Пример был неудачный. Получалось, что Елисееву тоже не мешало бы спихнуть в пропасть, чтобы не замусоривала человечество. Нина Георгиевна решила привести более современный пример.
— Между прочим, в Америке даже дети миллионеров во время летних каникул работают мойщиками, официантами, сами зарабатывают себе на хлеб. На Западе, между прочим, детей держат в ежовых рукавицах.
— А в Японии детям разрешают все! — обрадованно встрял умный Хонин. — И японцы, тем не менее, самый воспитанный народ в мире.
Хонин был не только умный, но и образованный и постоянно обнаруживал свои знания, однако не нравился девчонкам, потому что его лицо было покрыто юношескими вулканическими прыщами.
— Что ты предлагаешь? — спросила Нина Георгиевна.
— Я? — удивился Хонин. — А что я могу предложить?
— Если бы ты был на моем месте, то какой метод воспитания ты бы выбрал?
— Как в цирке. Современная дрессировка.
Все засмеялись, кроме Нины Георгиевны.
— Метод кнута и пряника? — спросила Нина Георгиевна.
— Это устарелый метод, — ответил Хонин. — Современная дрессировка предлагает метод наблюдения. За животным долго наблюдают, выявляют то, что ему нравится, а потом развивают и поощряют именно то, что ему нравится. Минимум насилия над личностью.
Нина Георгиевна посмотрела на часы. Наблюдать, выявлять и поощрять было некогда. На Дюкина и Елисееву ушло двадцать минут, а впереди ещё тридцать человек, и если тратить по десять минут на каждого, уйдёт триста минут, а значит, пять часов. Этих пяти часов у Нины Георгиевны не было. Ей ещё надо было забежать в магазин, купить продукты, потом поехать в больницу к своей маме, потом вернуться и взять из детского сада свою маленькую дочку. А вечером проверить тетради и сварить еду на завтра, потому что мама после операции и ей нельзя есть ничего позавчерашнего.

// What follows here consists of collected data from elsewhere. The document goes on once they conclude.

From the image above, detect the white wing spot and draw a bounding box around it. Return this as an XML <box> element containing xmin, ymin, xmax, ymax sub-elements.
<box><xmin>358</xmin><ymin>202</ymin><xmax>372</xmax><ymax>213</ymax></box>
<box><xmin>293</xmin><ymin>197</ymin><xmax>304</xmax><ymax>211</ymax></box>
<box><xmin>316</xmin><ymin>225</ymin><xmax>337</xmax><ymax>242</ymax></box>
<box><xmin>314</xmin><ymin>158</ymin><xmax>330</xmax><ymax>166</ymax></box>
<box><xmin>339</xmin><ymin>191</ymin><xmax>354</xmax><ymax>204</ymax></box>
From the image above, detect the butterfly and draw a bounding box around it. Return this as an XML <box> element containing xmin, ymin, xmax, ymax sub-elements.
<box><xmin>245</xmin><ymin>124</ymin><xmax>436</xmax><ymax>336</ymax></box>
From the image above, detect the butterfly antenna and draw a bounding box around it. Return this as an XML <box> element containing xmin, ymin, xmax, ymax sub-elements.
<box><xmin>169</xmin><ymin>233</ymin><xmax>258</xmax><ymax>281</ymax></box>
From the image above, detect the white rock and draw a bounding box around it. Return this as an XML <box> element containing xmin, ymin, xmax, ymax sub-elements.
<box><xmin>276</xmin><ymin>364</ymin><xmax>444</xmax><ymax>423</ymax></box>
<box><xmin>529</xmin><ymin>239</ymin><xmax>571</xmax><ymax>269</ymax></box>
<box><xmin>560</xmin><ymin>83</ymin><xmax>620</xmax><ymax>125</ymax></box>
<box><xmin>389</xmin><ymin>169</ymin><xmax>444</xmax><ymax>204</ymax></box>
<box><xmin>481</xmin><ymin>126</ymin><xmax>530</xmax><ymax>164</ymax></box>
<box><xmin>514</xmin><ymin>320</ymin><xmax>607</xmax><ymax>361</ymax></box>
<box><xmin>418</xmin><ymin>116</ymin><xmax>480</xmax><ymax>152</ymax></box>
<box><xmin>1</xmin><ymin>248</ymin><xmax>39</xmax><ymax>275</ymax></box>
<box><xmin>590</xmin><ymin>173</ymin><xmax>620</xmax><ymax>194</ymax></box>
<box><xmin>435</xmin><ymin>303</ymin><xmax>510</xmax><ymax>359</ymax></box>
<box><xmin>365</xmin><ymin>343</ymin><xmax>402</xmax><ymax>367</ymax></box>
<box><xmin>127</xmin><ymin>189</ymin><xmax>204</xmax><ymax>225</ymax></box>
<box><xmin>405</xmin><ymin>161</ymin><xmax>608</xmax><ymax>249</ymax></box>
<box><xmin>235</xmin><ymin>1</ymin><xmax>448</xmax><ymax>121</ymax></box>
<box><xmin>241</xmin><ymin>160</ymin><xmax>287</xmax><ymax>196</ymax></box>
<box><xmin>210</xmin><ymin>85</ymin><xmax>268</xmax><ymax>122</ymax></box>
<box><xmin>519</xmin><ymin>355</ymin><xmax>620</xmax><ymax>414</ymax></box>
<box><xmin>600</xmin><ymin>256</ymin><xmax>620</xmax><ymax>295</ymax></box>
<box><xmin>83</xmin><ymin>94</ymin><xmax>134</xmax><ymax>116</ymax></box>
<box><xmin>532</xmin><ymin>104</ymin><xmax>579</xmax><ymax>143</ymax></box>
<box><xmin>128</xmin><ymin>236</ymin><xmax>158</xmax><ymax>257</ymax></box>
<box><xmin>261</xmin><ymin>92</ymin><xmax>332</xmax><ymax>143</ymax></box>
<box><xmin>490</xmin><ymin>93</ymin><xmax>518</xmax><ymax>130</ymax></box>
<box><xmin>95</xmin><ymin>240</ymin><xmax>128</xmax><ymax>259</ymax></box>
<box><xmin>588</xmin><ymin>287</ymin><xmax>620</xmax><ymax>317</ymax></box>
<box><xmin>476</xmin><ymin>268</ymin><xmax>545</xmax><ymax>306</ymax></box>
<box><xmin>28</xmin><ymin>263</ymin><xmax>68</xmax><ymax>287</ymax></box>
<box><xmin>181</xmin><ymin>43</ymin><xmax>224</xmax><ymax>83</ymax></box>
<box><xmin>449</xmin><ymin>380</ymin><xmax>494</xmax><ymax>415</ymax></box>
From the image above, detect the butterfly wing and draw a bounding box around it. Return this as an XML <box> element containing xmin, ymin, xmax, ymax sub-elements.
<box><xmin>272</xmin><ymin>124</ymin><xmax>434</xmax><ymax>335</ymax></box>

— Ну ладно, — сказала Нина Георгиевна. — Спарта, Япония, Америка, цирк… Чтобы к концу четверти все исправили двойки на тройки, тройки на четвёртки, а четвёрки на пятёрки. Иначе мне за вас попадёт!
Она собрала тетради и пошла из класса.
Все вскочили со своих мест, стали с грохотом выдвигать из парт свои портфели. А Светлана Кияшко подошла к Дюку и сказала:
— Я в прошлом году дала Ленке Мареевой пластинку, последний диск Аббы, а она мне до сих пор не отдаёт.
Мареева раньше училась в их классе, а потом перешла в другую школу, с математическим уклоном. Как выяснилось, никакого особенного уклона у Мареевой не оказалось, просто ездить стало дальше. Дюк был убеждён: если в человеке должно что-то выявиться, оно и так выявится. А если нет — никакая школа не поможет. Поэтому лучше сидеть на одном месте и ждать.
— Ну и что? — не понял Дюк.
— Давай сходим вместе, — предложила Кияшко. — Может быть, она отдаст?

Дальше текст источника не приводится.